Gözyaşları
Bir damla gözyaşı akar yavaşça gözlerinden
Biraz nefret, biraz hüzün, biraz da kırgınlık süzülür yanaklarından.
Kızarsın kendine, “tutamadım onları” diye
Buz gibi soğuk ve kaya gibi sert olmalıydın yine.
Hâlbuki öyle miydin başlarda, ne söz vermiştin aslında
Hiç kimse seni ağlatamazdı, damlaları konduramazdı gururuna.
Mendil bile bulundurmazdın, tutardı o inatçı damarın
Olgundun çünkü, başroldeyse geçirdiğin yılların.
Marifet mi sanırsın susmayı, manasızca tek noktaya bakmayı?
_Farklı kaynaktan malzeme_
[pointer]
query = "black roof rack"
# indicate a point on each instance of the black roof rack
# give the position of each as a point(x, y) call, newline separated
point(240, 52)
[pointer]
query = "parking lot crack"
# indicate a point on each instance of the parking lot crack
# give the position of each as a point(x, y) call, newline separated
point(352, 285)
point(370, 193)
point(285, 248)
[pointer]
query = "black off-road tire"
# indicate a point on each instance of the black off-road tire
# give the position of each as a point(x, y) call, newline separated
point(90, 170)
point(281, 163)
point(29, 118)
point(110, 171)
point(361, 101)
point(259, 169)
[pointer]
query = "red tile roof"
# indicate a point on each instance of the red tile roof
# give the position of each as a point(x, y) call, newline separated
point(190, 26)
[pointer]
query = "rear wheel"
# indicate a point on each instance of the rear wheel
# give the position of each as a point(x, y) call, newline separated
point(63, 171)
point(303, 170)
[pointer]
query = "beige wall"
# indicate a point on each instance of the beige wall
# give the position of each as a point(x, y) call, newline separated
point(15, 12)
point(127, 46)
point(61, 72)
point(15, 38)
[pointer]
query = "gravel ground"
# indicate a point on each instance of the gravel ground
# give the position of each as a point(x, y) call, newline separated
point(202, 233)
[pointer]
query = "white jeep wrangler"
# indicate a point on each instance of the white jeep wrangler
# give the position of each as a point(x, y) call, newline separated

Söylesene bir günde kaç kez pas geçtin odandaki aynayı?
Kalbindeki git gellerle savaşan beynini bu kez galip mi sanıyorsun?
Bence sen sadece kendini kandırıyorsun.
Barışık olmayı denesen derim biraz da kendinle
Ne olur ki sanki başlasan ortadan katlı bir mendille.
Gözünden inen bir damla ufaltmaz ki hiç seni
Hatta bir de hıçkırsan, serbest bıraksan yüreğini.